“Does he really?” She dropped the cheer and matched her colleague’s annoyance. “Parker’s dealing with some personal stuff up here at the moment. I’m sure he’ll make up the call when—”
“We’re all dealing with personal stuff all the time, Paige. And there are no makeups.” His tone reminded Paige of schoolchildren claiming no tag-backs. “Tell Parker we expect to hear from him next week at the usual time.”
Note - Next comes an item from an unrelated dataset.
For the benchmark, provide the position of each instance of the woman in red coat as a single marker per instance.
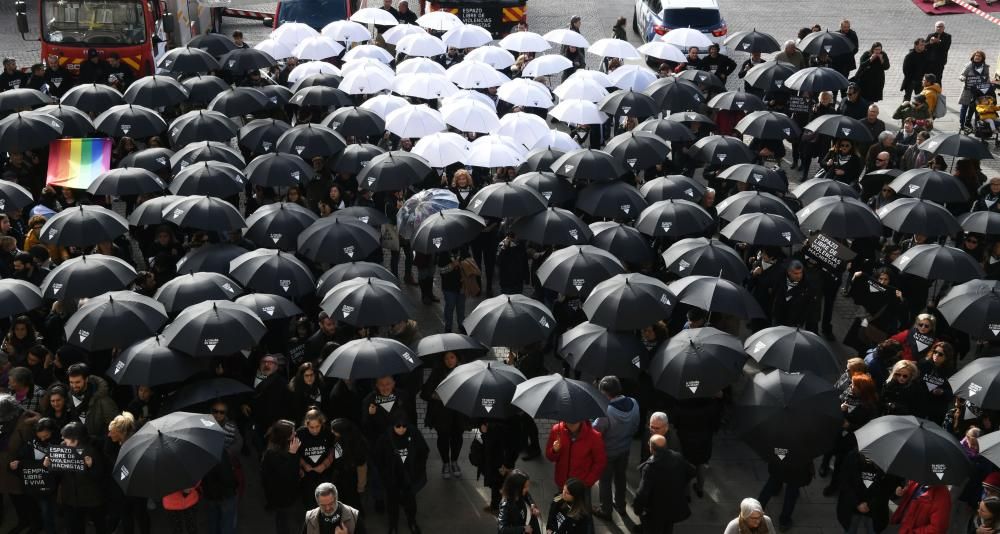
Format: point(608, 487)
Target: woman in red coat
point(923, 509)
Paige opened her mouth to respond, but the call had ended. For the tenth time today, she thought of the e-mail she’d been saving in her in-box—the one from the firm in Indianapolis. It came three weeks ago and she had yet to respond, so the position had likely been filled, but she held on to the possibility like a security blanket. It was twice the money in a bigger market with a team of three working under her. But your Parker Saints didn’t come along every day. She thought about the way he commanded the crowd, how they hung on his every word, how he looked behind this very desk as he painstakingly crafted each line of each sermon. She knew there were many reasons she was staying close to Parker. Some professional, some not so much.
Perhaps she’d better call him. Just to let him know that Mason was on the warpath, which meant that Holton was at the very least perturbed. Her computer told her it was nearly five. Maybe she’d wait another half an hour, just to make sure he was finished at the police station. She had no plans tonight, as Tuesday and Wednesday evenings were generally working dinners for the two of them. Planning and brainstorming—big-picture stuff. Maybe they could still get that in tonight. She missed the synergy.
For the moment, though, she had work to get done. Just as soon as she reread the message from the firm in Indianapolis.
It had been years since Parker’s first—and last—visit to a bar. He’d been to many restaurants and grilles with a bar in the back, but he hated the idea of patronizing an honest-to-goodness tavern. Perhaps it was beneath him. Perhaps it was his introverted nature—something that no one expected of a man in his position. Whatever the case, he hadn’t dared refuse Corrinne.
“It’s a rite of passage,” she’d told him flatly. “We have a round and we shoot the breeze. If you want any chance of fitting in around here, you can’t say no.” Troy and Ketcham had exchanged a look but made no attempt to contradict her, so Parker had agreed to meet them.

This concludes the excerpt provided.